Prenez un Président. Son coiffeur, son portraitiste, son chef de cuisine. Placez le tout dans une capitale balnéaire. Remuez ce petit monde à la routine bien rodée par un coup d’État militaire. Vous obtiendrez un cocktail surprenant mêlant pouvoir, désir, séduction et surtout, trahison. C’est ce que propose Ceridwen Dovey, jeune sud-africaine, dans ce récit perspicace, « Les liens du sang », qui plonge dans les rouages du despostisme.
Quand le coup d’État survient, le coiffeur, le portraitiste et le chef de cuisine sont bien attrapés. Jusque-là, la vie était facile. Dommage pour eux, le Commandant, nouveau maître des lieux, les retient prisonniers.
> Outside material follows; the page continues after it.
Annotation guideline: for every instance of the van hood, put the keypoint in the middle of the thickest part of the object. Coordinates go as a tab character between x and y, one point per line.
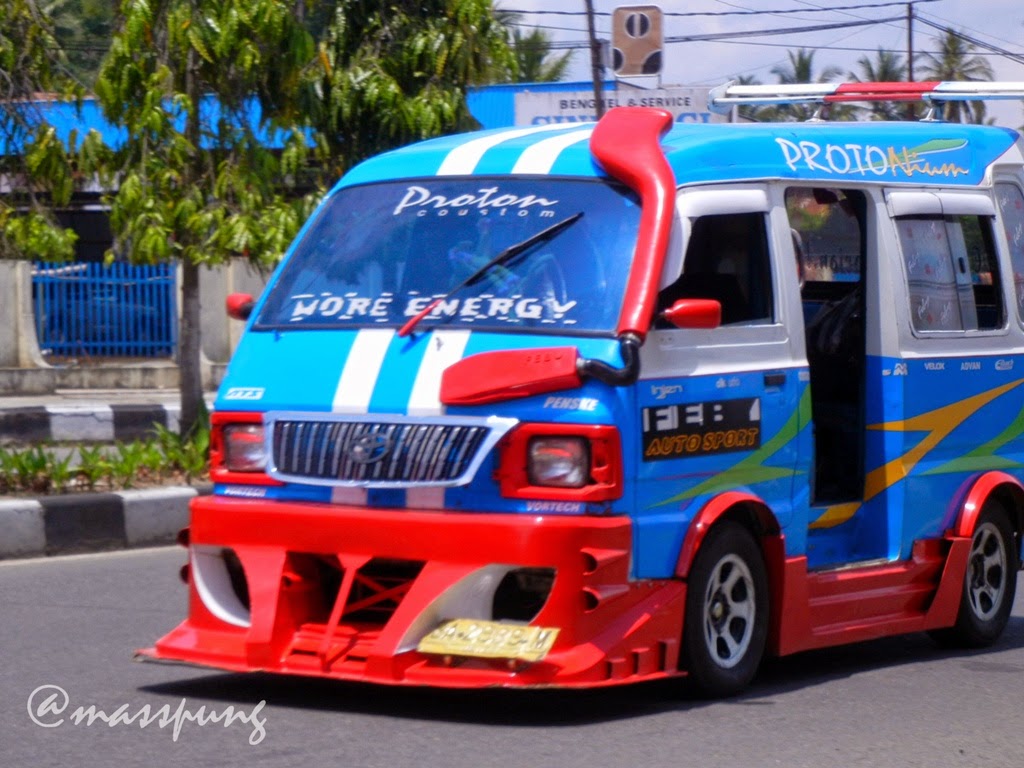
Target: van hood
369	370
En attendant de savoir à quelle sauce ils vont être mangés, les trois travaillent du ciboulot. Ils évoquent les années passées auprès du tyran. « Son » portraitiste était convoqué tous les deux mois pour peindre un visage qu’il avait appris à connaître par cœur. « Son » coiffeur préparait avec soin son rendez vous quotidien avec le Président « très méticuleux à propos de ses cheveux, ainsi qu’à propos des poils de son nez et de ses oreilles ». « Son » chef de cuisine savait combien le Président aimait le plateau de fruits de mer de son brunch dominical, et laissait consciencieusement se détendre les ormeaux vivants avant de leur assener le coup fatal sur le sol de la cuisine. A des postes aussi proches du pouvoir, le moindre geste - cuisiner, coiffer, raser, … - peut se transformer en acte politique. Que nenni ! Chacun vaquait tranquillement à ses occupations au service du Président… sans vraiment réfléchir à la nature du régime en place.
Mais peu à peu, le Commandant prend ses marques. Les meubles de celui qu’il a destitué sont assez confortables. Alors pourquoi ne pas continuer avec une équipe qui gagne ? Le coiffeur, le portraitiste et le chef de cuisine reprennent leurs postes et gagnent sa confiance. L’un d’eux ira-t-il au bout de ses désirs de pouvoir ?
Le coiffeur, le portraitiste et le chef de cuisine sont tour à tour narrateurs d’une œuvre qui ne ressemble pas tout à fait à une fiction tant le despotisme est universel. La fiancée du frère du coiffeur, l’épouse du portraitiste, la fille du chef de cuisine racontent aussi. Et quand les femmes s’en mêlent, on comprend mieux le sens du mot « trahison »… Une fable à plein de voix que Ceridwen Dovey a bien fait d’écrire dans un style neutre. Il dresse un portrait universel du despotisme. Il renforce l’horreur et la bassesse des trahisons.